The Squamish River estuary today is only able to support a fraction of the hundreds of thousands of young salmon that rely on it yearly, largely due to the Squamish Training Berm, which was built in 1971 and designed to redirect the river to facilitate industrial development. The Berm cut right through Skwelwil’em, a Skwxkwú7mesh Úxwumixw (Squamish Nation) village site, and alienated the river from its estuary, thus devastating salmon runs and severely compromising the vital ecological function of the estuary.
The Squamish River Watershed Society tasked Yulu with increasing community awareness and advocacy for a project that will reconnect the river and the estuary: an act of reconciliation for the Skwxkwú7mesh Úxwumixw, the original stewards and knowledge-keepers of this land, and the wildlife that has thrived here in the past.
Using insights gained from a thoughtful discovery session, stakeholder interviews with key community leaders, rightsholders and stakeholders, and rigorous research, Yulu devised a bold strategy designed to connect the Squamish community with this vital habitat restoration project.
This included a carefully considered rebranding, on the ground community outreach, a new project website and a creative media engagement plan to guide community members from a place of passive awareness to one of informed active support.

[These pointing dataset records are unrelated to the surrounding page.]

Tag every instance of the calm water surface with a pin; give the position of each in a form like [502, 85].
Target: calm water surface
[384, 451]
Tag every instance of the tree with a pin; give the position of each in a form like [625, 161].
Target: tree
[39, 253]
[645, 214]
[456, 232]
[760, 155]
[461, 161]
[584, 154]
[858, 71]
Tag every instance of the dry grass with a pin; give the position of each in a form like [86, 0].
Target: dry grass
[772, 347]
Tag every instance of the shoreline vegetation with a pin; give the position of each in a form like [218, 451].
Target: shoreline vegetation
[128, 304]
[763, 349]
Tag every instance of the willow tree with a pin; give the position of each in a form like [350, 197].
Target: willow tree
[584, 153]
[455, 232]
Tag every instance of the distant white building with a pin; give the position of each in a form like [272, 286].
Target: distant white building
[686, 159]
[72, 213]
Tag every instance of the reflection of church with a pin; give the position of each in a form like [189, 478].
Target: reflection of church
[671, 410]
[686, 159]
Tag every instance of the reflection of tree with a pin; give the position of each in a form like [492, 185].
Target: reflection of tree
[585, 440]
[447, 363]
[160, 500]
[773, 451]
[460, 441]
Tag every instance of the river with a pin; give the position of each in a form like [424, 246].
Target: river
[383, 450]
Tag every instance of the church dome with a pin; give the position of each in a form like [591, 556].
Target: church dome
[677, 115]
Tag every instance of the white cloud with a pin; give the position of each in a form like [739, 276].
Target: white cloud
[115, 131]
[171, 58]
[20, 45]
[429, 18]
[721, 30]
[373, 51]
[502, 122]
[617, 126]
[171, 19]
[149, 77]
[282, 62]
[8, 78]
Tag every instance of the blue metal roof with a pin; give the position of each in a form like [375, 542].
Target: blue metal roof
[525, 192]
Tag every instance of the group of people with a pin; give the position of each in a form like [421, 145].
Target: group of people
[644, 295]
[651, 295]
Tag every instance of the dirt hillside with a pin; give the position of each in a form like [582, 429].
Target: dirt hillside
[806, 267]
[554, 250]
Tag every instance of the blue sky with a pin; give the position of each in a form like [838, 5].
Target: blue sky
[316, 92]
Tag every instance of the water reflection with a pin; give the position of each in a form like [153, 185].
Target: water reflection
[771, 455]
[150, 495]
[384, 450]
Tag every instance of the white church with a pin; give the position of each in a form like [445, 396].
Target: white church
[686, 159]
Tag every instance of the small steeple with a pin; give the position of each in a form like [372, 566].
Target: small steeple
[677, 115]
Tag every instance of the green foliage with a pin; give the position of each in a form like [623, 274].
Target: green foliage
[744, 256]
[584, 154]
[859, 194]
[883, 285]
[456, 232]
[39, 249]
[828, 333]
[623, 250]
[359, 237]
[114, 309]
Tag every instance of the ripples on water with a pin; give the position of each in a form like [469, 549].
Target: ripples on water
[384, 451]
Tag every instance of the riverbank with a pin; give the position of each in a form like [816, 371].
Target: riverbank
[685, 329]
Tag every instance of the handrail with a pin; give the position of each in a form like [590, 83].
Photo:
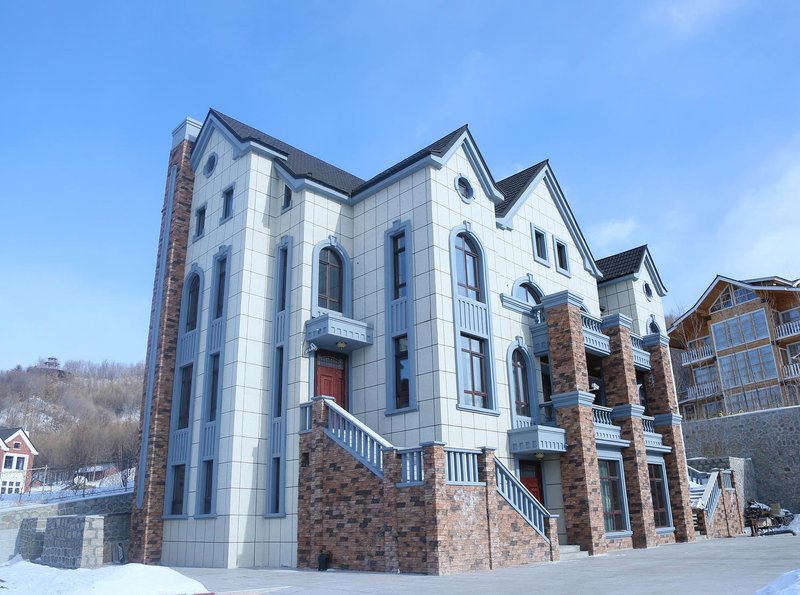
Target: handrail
[356, 437]
[520, 499]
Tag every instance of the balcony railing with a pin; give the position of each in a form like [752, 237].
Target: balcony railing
[788, 329]
[791, 371]
[707, 389]
[593, 338]
[696, 355]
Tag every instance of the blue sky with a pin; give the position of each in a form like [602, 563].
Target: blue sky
[673, 123]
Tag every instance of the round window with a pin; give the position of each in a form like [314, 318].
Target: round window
[211, 163]
[464, 188]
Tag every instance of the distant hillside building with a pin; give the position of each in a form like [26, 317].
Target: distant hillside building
[19, 454]
[741, 343]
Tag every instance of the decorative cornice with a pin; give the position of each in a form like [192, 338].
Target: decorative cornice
[578, 397]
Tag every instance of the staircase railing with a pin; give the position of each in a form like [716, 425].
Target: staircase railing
[518, 496]
[357, 438]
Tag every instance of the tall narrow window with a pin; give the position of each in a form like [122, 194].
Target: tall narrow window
[219, 297]
[658, 491]
[178, 485]
[467, 268]
[473, 357]
[611, 495]
[519, 383]
[193, 304]
[330, 280]
[185, 397]
[227, 204]
[399, 265]
[402, 376]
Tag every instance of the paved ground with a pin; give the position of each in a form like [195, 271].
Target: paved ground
[726, 566]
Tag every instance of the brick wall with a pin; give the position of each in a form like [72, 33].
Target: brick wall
[147, 526]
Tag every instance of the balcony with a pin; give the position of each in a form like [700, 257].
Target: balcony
[641, 358]
[707, 389]
[593, 338]
[791, 371]
[692, 356]
[335, 332]
[788, 329]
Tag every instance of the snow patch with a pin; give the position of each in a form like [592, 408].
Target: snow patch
[19, 576]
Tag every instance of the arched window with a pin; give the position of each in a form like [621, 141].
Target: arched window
[468, 268]
[519, 383]
[527, 293]
[192, 304]
[330, 280]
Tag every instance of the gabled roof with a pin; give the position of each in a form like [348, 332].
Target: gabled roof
[299, 163]
[7, 435]
[722, 279]
[513, 187]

Face-to-face community engagement was accomplished through an open house, where Yulu helped facilitate open dialogue on the issue and gain support for the project. The open house drew more than 50 attendees, its largest draw to date.
The Results & Impact
Together, Yulu and the Squamish River Watershed Society connected with the community to develop a sense of shared pride about the salmon habitat restoration project. Through this strategic work, important rightsholders and stakeholders can now articulate the value of this project to the community, and trust in this significant opportunity to right historical wrongs, and reclaim Skwelwil’em and the Squamish River estuary for the at-risk Chinook salmon that need our help to survive, and the vast network of species and people that rely on the estuary for shelter, food and a sacred way of life.